As I said in my previous column, I really wanted to write a column about the Eucharist to serve as a link between Easter (April 8) and the Solemnity of the Body of Christ (June10). But I decided that I could not do that unless I first wrote something about the Church, because there is no way to make sense of the Eucharist as the Body of Christ until you understand that the Church is the Body of Christ. Reverence for the Eucharistic Body is inseparable from reverence for the Church which is the Body of Christ. And, when I say “the Church,” I do not mean some abstract entity. I mean the Body of Christ which is the men and women, infants, boys and girls, teens and young adults, who fill those pews each weekend.

In this regard, I would like to share with you a series of passages taken from the sermons of St. Augustine. Now, Augustine was not just a great theologian of the fifth century, he was a bishop who presided over a community not so unlike the one in which you and I gather on Sunday. These passages all come from sermons he preached during the Easter Season paying special attention to the new Christians who had been baptized at Easter.

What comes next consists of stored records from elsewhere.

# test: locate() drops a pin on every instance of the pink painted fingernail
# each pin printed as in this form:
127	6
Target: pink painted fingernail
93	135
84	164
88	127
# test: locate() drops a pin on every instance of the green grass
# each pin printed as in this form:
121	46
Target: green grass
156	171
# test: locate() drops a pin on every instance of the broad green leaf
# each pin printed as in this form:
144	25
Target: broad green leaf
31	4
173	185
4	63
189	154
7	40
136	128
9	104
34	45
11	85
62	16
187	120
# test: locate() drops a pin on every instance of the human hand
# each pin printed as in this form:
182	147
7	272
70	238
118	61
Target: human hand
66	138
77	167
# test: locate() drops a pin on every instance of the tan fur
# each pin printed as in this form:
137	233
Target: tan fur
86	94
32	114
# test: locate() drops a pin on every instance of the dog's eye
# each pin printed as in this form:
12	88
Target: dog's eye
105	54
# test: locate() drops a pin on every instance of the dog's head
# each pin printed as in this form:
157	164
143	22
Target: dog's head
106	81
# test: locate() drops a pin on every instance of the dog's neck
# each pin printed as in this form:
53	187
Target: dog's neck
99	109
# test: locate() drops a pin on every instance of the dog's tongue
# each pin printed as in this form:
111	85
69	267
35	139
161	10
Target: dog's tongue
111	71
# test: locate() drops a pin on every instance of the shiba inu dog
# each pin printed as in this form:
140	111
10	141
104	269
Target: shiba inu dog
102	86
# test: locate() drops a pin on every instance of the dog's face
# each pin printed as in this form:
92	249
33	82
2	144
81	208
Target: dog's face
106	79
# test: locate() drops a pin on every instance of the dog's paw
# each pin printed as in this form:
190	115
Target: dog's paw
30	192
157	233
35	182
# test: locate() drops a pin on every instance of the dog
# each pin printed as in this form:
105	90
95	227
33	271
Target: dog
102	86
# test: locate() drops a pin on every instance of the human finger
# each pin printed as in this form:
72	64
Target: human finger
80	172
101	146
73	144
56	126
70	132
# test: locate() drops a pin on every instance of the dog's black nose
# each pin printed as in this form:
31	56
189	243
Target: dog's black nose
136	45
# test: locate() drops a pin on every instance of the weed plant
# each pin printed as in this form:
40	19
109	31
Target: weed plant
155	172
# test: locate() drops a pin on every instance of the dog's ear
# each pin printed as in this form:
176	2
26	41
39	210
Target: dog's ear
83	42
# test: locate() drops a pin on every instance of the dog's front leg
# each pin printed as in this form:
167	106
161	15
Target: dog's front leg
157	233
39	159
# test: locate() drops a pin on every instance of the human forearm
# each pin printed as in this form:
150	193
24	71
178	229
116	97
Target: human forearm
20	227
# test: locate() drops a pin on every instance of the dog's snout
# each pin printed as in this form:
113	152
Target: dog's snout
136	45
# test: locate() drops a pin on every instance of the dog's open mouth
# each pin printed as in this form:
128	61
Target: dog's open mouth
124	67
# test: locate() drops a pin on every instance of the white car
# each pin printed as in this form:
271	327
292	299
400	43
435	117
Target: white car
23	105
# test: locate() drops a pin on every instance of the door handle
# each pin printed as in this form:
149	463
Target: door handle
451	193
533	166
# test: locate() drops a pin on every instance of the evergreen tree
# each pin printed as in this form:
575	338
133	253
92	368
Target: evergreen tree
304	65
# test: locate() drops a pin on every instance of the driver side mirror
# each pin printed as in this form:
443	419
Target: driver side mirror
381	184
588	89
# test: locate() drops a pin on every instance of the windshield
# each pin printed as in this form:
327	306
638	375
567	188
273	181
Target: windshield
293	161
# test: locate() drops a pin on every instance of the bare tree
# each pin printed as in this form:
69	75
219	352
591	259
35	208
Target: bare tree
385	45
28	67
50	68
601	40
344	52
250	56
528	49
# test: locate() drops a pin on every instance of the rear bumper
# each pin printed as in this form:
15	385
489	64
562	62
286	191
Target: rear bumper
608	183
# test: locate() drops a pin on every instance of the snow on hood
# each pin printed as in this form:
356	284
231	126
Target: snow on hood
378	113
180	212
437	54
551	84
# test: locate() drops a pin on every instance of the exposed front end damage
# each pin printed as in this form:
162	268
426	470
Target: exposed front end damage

  • If you want to understand the Body of Christ, listen to the Apostle Paul say to the faithful: “You are Christ’s Body and members.” If therefore you are Christ’s Body and its members, your mystery is placed on the table of the Lord; you receive your mystery. For what you are, you respond, “Amen,” and by responding you commit yourself to it. For we hear the words “the Body of Christ” and you answer “Amen.” Be a member of the body of Christ so that your Amen is true.
  • Be what you see, and receive what you are.
  • There upon the table you are present and you are there in the cup. Together with us you are this; for together we are this, we drink together, because we live together
  • He commended to us, in this sacrament, His body and blood. Into which He has even made us ourselves as well. And by His mercy, we are what we receive
  • He willed that we ourselves be His sacrifice (and this is clearly shown at the moment that this sacrifice is first put upon the altar, the sign or the reality that we are the sacrifice of God and of ourselves).
  • Whoever receives the mystery of unity and does not hold the bond of peace, does not receive the mystery of his benefit, but receives it as a testimony against himself.

The Eucharist is more than just Jesus alone present under the signs of Bread and Wine; it is one another in Him under those signs. In receiving the Eucharist we do more than receive Jesus in isolation; we receive one another: the whole Body of Christ.